Fed official says ceiling is higher for expansion without inflation

CHICAGO – A Federal Reserve policy-maker said Monday that the U.S. central bank should stop trying to slow economic growth to fight inflationary pressures, arguing the economy's capacity for noninflationary

Tuesday, September 12th 2000, 12:00 am

By: News On 6


CHICAGO – A Federal Reserve policy-maker said Monday that the U.S. central bank should stop trying to slow economic growth to fight inflationary pressures, arguing the economy's capacity for noninflationary growth may be much higher than most policy-makers think it is.

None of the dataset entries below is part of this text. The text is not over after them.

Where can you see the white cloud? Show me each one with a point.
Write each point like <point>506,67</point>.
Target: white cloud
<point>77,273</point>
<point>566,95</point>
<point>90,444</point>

"The most important thing in monetary policy is to avoid making monetary policy based on GDP growth," Robert McTeer, president of the Federal Reserve Bank of Dallas, told a gathering of economists. "We don't know what the speed limit is." Mr. McTeer is a member of the Fed's policy-making Federal Open Market Committee, although he is not a voting member this year.


The Fed has raised interest rates six times over the last 15 months, raising the key federal funds rate to a 9½-year high of 6.5 percent specifically to slow economic growth to a rate it considers safe. Since May, however, the Fed has avoided raising rates, acknowledging that the rate it considers safe has increased.


Mr. McTeer, speaking at the annual conference of the National Association for Business Economics, on Monday offered the most optimistic assessment of any Fed policy-maker about the maximum rate the economy can grow without sparking inflation. He suggested it may be as high as 6 percent, well above the range of 3.5 percent to 4 percent estimated by most Fed policy-makers.


Mr. McTeer said estimates of the maximum sustainable growth rate traditionally have been made by adding increases in work hours to increases in productivity. Until the 1970s, he said, the sustainable rate was estimated at 2.5 percent, because productivity gains averaged 1.5 percent and work hours grew by 1 percent. But productivity gains have since accelerated substantially.


In the year through June, for example, U.S. non-farm business productivity grew 5.2 percent, the fastest rate since 1983. If that rate is used to estimate the sustainable rate of growth, the economy could grow as much as 6 percent without sparking inflation, he suggested. "Now let's see, 5 percent plus 1 percent," he said.


Mr. McTeer, who last year dissented against Fed decisions to raise interest rates, said productivity gains are "almost certain" to be "greater than currently measured." Still, he said, productivity growth can't accelerate indefinitely and Fed policy-makers must be appropriately cautious.


"I don't suggest that we base monetary policy on productivity. I suggest that we base it on inflation and inflation indicators," Mr. McTeer said. "So I don't think we'd be thrown off with the productivity statistics."


Fed policy-makers acknowledge that the central bank no longer is trying to slow economic growth, largely because productivity data since May have mostly dispelled their fears of near-term inflation. For the next few months, they say, they will pay much closer attention to actual evidence of inflation in deciding whether further interest-rate increases are warranted.


Given that inflationary pressures remain mild, Wall Street and most economists now expect the Fed not to raise rates again for the foreseeable future. Most of the recent increase in inflation, Mr. McTeer said, is the result of higher energy prices, including oil prices, which hit a 10-year high last week. "It's possible oil prices are near their peak," he said.


Still, Mr. McTeer took economic forecasters to task for consistently being too gloomy about the economic outlook. "We all know this economy has not been kind to the pessimists," he said. "Frequently the optimists have not been optimistic enough."


He said he could see nothing in the "economic realm" that would pose a risk to U.S. prosperity. The ballooning current-account deficit, he said, isn't a cause for worry because it "reflects economic strength rather than weakness": The U.S. economy is importing more than it exports because it is growing much faster than foreign economies. Moreover, the U.S. stock market isn't quite the danger that many policy-makers thought it was earlier this year.


"If it was a bubble, it is much less of a bubble than it was at the first of the year," Mr. McTeer said.


Instead, he said, the biggest threat to long-term economic prosperity is educational. "We aren't producing nearly enough technically skilled workers" to meet the needs of the economy, he said.


He urged Congress to approve more temporary work visas for highly skilled foreign workers. In addition, he said, "I think we would benefit from immigration at the lower end."


Mr. McTeer said a tight labor market promotes increased productivity, which boosts the economy's capacity for non-inflationary growth.


Recently, he said, U.S. job growth has slowed, indicating an overall economic slowdown may be under way. But the slowdown will be gentle: "I don't expect a recession at all," he said.